Whichever way the wind doth blow,
Some heart is glad to have it so;
Then blow it east or blow it west,
The wind that blows, that wind is best.
My little craft sails not alone;
A thousand fleets from every zone
Are out upon a thousand seas;
And what for me were favouring breeze
Might dash another, with the shock
Of doom, upon some hidden rock.
And so I do not dare to pray
For winds to waft me on my way,
But leave it to a Higher Will
To stay or speed me; trusting still
That all is well, and sure that He
Who launched my bark will sail with me
Through storm and calm, and will not fail,
Whatever breezes may prevail,
To bring me, every peril past,
Within his sheltering port at last.
In the ancient heather religions there were deities for times and places. The gods were local. In passing through countries the traveler would find himself passing from under the jurisdiction and protection of one deity today to the sway and shelter of another tomorrow.
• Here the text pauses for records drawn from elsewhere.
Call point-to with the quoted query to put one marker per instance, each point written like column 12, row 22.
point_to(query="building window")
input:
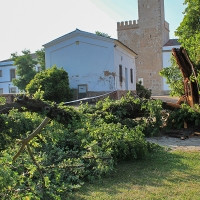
column 12, row 74
column 131, row 74
column 13, row 90
column 120, row 73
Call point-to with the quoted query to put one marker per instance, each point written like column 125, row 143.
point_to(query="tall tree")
column 25, row 69
column 41, row 58
column 189, row 30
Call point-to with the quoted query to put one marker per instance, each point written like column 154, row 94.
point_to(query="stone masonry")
column 146, row 37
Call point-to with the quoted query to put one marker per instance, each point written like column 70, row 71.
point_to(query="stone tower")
column 146, row 37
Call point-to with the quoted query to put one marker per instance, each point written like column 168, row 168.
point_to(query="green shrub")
column 51, row 84
column 143, row 92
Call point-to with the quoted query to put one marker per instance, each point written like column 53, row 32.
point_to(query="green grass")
column 162, row 175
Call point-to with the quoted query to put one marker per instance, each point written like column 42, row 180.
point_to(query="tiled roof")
column 33, row 55
column 172, row 42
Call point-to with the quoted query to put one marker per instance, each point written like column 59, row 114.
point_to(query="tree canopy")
column 189, row 30
column 51, row 84
column 41, row 58
column 25, row 68
column 189, row 37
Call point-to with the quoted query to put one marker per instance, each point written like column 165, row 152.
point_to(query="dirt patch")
column 190, row 144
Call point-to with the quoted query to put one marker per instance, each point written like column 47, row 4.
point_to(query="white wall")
column 90, row 61
column 167, row 52
column 127, row 60
column 5, row 81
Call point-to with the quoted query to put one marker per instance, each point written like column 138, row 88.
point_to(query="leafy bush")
column 143, row 92
column 51, row 84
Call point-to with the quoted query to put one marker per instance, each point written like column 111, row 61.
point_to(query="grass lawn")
column 162, row 175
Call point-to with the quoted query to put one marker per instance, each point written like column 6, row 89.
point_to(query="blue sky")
column 28, row 24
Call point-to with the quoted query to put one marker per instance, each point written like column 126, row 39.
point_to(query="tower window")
column 12, row 74
column 120, row 73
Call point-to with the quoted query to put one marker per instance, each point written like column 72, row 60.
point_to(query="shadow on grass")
column 159, row 169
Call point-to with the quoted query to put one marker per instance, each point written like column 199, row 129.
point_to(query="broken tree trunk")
column 187, row 69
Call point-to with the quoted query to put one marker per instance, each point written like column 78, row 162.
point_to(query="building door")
column 126, row 79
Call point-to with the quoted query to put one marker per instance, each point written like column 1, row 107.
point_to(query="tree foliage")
column 41, row 58
column 51, row 84
column 75, row 152
column 102, row 34
column 189, row 30
column 25, row 68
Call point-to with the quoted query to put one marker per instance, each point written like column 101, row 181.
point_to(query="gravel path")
column 190, row 144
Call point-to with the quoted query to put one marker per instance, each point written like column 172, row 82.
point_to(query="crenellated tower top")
column 132, row 24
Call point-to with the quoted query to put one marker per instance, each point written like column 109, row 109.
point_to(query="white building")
column 7, row 73
column 95, row 64
column 167, row 53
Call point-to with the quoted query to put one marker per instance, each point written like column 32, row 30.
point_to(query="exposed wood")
column 187, row 69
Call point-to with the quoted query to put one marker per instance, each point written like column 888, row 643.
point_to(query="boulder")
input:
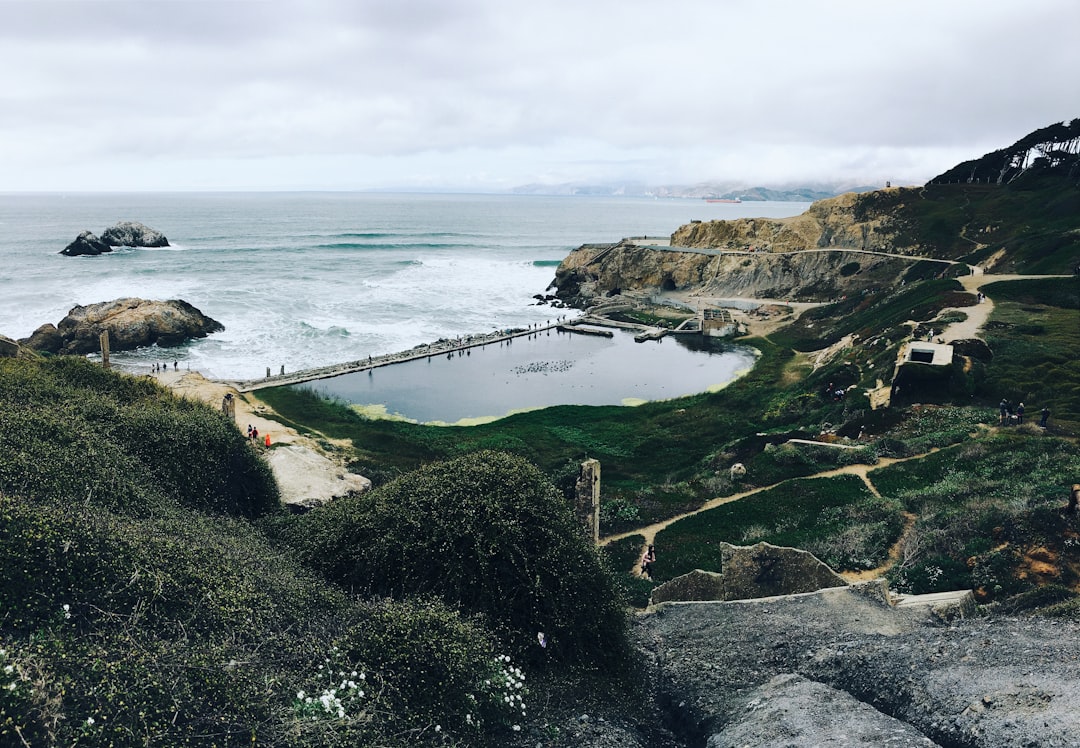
column 85, row 243
column 133, row 323
column 133, row 234
column 754, row 571
column 45, row 339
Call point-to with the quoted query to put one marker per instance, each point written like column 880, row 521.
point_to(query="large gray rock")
column 133, row 323
column 133, row 234
column 993, row 682
column 795, row 712
column 86, row 243
column 753, row 571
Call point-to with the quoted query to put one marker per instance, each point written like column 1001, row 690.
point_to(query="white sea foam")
column 309, row 280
But where the one true God is known and worshipped we have no such perplexity in finding divine care. We do not have to change gods as we pass from place to place. Our God is the God of the mountains and of the valleys, of the land and of the sea, of the day and of the night. He is the God of all nations, and wherever we journey, to the remotest parts of the world, we are always in his kingdom. We never can get away from beneath the shadow of the wings of Jehovah. There is something wonderfully comforting in this truth of the universality of God and his care.